No puedo dejar de escribir triste o más bien cansado, no puedo dejar de empujar los pensamientos hacia afuera con un esfuerzo de parturienta en cada palabra. No puedo recitar sino en ese tono irrelevante que tienen los políticos descreídos, los opositores de judicaturas en el quinto repaso, las putas de madrugada jurándote amor eterno, las memorias de actuación de fundaciones con patronos jubilados. Y quizá sea eso lo que más me molesta, que este noviembre me haya robado hasta las ganas de contar.
Se me nota, lo sé, que sonrío a la fuerza, que mis sueños son de plástico, que como están a medio dormir se despiertan vivos y luego me atosigan toda la mañana. De habitual duermo poco, pero con muchas ganas y si mis noches tienen sobrealiento, como ahora, se me hunde la mirada en lo más profundo y la sonrisa sale gastada.
Y así pasa el mes escondiendo la desidia tras el alcohol y el sexo forzado; así pasa el mes lleno de la hojarasca que preludia el frio; así pasa el mes abreviando los entretiempos con salmodias en informes ilegibles y tablas de sumatorios cruzados.
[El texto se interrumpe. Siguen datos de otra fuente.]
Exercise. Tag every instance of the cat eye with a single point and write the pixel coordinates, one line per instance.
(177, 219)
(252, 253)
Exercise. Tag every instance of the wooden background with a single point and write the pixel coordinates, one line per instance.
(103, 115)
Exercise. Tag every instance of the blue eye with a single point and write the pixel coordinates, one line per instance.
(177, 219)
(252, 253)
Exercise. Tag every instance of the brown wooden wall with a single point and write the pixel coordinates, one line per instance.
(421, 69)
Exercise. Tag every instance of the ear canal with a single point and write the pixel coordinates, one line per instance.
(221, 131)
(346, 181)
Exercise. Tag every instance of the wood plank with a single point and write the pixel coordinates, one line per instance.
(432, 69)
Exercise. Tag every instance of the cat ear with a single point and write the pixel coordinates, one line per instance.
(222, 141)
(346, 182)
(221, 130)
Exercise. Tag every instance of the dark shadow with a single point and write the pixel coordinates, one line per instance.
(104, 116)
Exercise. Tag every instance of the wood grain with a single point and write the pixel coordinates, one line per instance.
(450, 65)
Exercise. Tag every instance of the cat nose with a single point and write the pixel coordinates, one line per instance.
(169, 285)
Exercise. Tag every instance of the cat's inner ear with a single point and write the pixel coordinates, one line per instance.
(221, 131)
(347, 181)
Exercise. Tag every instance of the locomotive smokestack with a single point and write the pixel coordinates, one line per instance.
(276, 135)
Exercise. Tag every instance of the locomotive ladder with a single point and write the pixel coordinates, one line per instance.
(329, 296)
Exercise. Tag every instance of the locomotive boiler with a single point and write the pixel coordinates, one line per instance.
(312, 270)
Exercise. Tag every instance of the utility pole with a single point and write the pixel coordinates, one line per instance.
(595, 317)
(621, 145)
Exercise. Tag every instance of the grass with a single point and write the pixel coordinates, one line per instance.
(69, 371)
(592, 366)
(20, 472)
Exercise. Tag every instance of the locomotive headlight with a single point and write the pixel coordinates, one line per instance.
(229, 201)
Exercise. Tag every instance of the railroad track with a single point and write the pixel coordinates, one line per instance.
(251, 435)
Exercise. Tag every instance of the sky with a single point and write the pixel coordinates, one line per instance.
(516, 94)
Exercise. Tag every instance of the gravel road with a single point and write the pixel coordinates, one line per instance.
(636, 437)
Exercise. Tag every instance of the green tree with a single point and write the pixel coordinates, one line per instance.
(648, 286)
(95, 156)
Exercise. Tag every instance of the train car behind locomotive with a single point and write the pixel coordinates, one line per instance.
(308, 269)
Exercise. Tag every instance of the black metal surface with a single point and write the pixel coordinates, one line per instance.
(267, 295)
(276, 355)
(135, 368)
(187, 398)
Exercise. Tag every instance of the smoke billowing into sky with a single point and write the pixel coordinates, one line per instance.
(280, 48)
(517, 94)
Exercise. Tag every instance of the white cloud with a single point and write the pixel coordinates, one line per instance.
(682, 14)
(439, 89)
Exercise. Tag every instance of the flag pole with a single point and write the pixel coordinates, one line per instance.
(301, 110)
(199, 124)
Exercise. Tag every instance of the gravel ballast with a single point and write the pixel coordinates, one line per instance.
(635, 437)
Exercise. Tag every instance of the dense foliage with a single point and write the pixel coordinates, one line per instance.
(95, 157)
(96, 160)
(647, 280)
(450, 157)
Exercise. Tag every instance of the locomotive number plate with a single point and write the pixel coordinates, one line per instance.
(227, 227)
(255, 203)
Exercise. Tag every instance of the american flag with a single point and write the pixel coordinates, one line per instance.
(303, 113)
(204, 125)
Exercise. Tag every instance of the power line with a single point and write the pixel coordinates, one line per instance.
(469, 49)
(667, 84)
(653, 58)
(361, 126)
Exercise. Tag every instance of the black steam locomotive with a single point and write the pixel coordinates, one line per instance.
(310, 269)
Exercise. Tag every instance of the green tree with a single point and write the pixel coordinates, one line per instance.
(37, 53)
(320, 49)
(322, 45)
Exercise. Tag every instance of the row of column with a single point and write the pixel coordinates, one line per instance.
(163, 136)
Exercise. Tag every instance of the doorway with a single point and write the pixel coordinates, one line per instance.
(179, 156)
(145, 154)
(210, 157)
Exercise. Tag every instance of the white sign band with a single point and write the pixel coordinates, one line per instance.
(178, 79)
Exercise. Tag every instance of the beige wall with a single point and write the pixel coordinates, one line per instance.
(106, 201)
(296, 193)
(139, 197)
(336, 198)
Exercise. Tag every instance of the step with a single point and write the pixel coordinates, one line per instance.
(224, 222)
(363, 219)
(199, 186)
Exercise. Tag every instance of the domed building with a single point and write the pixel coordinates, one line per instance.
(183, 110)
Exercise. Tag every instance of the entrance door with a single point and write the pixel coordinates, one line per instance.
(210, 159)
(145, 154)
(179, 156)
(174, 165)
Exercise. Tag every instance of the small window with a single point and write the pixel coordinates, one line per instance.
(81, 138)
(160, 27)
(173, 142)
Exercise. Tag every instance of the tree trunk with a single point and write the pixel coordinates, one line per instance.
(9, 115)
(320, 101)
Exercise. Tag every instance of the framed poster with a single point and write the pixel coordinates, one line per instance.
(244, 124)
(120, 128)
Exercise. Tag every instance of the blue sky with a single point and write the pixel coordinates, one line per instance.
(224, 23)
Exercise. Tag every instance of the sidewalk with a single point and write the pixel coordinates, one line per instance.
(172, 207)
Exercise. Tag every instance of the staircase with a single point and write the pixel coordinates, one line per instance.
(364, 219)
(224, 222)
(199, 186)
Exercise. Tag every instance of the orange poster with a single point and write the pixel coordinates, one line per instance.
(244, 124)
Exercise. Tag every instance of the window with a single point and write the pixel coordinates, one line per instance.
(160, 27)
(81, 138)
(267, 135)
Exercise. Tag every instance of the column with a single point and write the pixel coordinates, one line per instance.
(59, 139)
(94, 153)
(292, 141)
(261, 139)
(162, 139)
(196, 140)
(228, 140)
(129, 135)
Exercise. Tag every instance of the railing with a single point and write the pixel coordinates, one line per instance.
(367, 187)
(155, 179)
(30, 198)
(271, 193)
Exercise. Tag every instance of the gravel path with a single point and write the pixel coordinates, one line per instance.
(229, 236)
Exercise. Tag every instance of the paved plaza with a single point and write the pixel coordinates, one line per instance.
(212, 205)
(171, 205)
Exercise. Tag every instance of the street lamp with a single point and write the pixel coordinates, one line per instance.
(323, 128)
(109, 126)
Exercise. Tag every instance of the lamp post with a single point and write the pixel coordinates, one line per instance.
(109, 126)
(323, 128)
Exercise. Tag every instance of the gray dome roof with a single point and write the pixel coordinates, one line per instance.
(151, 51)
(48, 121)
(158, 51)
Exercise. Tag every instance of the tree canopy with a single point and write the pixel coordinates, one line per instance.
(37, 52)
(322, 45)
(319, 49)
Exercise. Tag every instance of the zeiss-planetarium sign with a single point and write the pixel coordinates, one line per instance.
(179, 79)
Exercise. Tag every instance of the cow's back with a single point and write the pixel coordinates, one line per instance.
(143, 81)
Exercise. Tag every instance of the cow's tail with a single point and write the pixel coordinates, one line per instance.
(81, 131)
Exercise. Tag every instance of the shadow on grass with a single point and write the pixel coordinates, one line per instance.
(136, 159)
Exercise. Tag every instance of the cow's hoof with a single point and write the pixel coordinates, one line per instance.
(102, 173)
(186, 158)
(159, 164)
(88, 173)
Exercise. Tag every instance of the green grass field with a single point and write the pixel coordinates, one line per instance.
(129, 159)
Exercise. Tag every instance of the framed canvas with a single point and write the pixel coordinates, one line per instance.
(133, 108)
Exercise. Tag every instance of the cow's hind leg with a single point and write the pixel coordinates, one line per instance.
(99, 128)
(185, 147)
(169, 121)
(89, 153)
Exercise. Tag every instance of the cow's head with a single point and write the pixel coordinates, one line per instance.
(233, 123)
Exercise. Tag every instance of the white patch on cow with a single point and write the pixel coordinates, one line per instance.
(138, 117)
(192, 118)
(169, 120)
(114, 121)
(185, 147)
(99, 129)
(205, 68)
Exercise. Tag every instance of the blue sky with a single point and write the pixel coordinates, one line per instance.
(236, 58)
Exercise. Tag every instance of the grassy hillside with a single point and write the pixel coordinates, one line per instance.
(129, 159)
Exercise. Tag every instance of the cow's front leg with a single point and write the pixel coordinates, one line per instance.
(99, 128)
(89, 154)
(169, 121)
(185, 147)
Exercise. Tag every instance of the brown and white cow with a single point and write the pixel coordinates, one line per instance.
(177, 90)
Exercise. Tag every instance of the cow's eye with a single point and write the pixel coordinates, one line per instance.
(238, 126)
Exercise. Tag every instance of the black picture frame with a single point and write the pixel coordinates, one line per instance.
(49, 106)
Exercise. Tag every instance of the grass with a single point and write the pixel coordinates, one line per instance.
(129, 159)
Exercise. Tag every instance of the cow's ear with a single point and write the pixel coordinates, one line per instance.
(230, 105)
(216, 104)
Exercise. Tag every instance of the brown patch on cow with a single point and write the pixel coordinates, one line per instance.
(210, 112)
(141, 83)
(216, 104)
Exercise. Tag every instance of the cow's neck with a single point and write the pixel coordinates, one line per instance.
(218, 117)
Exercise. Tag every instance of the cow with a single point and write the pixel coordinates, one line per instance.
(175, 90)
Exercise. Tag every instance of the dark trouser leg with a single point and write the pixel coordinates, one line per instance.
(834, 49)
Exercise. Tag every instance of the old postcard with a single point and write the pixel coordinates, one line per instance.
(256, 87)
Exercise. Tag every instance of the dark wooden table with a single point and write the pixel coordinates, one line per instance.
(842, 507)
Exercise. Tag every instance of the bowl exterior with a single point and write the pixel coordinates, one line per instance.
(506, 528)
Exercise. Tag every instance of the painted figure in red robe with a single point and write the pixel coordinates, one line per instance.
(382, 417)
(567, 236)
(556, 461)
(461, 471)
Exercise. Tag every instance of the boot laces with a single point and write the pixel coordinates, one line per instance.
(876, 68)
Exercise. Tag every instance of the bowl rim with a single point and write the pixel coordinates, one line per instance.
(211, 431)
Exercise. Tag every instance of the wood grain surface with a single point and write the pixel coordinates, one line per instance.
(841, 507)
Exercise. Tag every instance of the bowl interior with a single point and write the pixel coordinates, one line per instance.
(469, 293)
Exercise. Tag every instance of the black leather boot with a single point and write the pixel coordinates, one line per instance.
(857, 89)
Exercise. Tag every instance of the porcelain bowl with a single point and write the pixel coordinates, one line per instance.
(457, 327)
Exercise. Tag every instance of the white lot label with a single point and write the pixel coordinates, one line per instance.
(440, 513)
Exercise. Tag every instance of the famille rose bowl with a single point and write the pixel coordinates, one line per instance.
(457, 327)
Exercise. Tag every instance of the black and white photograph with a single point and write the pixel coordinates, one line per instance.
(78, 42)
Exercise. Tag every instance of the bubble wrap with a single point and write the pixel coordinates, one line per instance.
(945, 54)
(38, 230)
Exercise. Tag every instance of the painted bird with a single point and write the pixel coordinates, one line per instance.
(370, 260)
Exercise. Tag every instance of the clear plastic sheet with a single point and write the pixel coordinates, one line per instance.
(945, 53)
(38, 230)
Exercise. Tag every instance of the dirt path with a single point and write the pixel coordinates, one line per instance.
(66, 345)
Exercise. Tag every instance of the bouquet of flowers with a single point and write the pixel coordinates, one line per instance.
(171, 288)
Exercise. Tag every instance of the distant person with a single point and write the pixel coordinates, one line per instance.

Así pasa el mes buscando el mar en esta playa de tierra adentro sin navegantes ni polizones, sin jarcias que tensar, sin cofas que permitan avistar islas nuevas, tan solo anclados con maromas de cuerda gruesa al fondo abisal de lo cotidiano.
En fin, ni siquiera soy capaz de rellenar este quinto párrafo para impedir que esto termine en relato par.